Tra le riforme proposte molte sono quelle perorate da anni (anche) su queste pagine: “promuovere misure di fiscalità ecologica tese a incentivare l’utilizzo di materie prime seconde derivate dal riciclo e, in particolare, coordinare a livello europeo misure per introdurre un’IVA agevolata per l’economia circolare”; “Aumentare il tasso di circolarità della manifattura introducendo l’obbligo di un contenuto minimo di materiali riciclati in determinati prodotti, previlegiando le materie riciclate di provenienza nazionale ed europea e valorizzando anche l’utilizzo di materiali di origine organica, rinnovabili e compostabili”; “Attivare un monitoraggio e un supporto allo sviluppo degli appalti verdi (Green Public Procurement)”.
Si chiede infine di “completare l’iter per il recepimento e l’attuazione del pacchetto di direttive rifiuti – economia circolare”, iter che peraltro dovrebbe portare a redigere un “Programma nazionale rifiuti” che sappia individuare le lacune impiantistiche per la gestione dei nostri scarti (urbani e speciali): le aziende di settore hanno individuato investimenti necessari che oscillano (secondo le stime Assoambiente e Utilitalia) tra i 7 e i 10 miliardi di euro, ma la concreta realizzazione degli impianti è ferma al palo a causa di una normativa respingente, di una burocrazia asfissiante e del proliferare delle sindromi Nimby e Nimto.

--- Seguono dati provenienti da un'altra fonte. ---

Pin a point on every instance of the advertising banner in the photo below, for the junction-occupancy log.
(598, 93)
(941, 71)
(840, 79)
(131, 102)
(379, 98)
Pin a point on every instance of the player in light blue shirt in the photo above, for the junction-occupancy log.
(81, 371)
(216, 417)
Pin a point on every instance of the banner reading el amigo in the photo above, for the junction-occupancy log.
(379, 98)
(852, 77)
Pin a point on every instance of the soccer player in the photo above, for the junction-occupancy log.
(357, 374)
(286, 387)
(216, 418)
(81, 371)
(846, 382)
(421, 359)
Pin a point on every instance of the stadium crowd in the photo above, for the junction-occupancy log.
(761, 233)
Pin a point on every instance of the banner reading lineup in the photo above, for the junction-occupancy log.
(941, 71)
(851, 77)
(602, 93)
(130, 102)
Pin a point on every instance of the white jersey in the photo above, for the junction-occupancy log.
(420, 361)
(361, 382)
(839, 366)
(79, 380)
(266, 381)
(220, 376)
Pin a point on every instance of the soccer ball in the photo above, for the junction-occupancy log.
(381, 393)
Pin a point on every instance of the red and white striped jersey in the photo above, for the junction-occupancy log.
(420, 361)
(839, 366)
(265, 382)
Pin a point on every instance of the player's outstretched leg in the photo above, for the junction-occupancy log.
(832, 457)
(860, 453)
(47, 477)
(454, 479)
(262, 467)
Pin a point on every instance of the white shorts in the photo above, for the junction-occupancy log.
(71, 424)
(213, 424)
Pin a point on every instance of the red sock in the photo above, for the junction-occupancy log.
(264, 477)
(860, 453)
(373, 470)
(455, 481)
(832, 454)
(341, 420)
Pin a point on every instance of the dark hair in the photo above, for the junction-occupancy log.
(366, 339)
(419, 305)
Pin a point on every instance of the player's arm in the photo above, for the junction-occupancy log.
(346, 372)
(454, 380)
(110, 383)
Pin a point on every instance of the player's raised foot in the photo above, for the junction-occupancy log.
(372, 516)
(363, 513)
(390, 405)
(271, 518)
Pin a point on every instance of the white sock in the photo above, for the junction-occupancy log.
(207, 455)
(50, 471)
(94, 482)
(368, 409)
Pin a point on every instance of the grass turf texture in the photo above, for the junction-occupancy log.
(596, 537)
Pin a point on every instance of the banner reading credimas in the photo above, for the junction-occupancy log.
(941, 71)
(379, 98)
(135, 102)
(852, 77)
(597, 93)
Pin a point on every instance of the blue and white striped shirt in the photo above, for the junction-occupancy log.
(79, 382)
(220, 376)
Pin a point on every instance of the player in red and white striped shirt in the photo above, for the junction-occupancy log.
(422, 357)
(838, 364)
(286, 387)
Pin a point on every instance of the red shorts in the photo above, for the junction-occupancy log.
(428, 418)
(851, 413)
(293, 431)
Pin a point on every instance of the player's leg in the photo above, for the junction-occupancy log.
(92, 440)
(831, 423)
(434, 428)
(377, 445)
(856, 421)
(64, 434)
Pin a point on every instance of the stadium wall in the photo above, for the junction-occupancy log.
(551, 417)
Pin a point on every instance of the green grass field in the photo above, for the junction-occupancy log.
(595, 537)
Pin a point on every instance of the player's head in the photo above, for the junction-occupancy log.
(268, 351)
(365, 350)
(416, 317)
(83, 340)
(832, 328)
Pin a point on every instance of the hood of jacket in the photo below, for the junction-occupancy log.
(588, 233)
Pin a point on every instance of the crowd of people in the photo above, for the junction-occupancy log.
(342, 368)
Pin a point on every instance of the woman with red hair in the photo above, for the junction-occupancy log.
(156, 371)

«Ciò che serve al Paese – conclude Ronchi – è lo sviluppo di un nuovo ciclo di investimenti per la realizzazione di impianti di gestione dei rifiuti. Anche per l’economia circolare chiediamo strategie per superare gravi squilibri territoriali nella dotazione impiantistica. Solo così consentiremo il raggiungimento sull’intero territorio nazionale degli obiettivi indicati dalle direttive europee».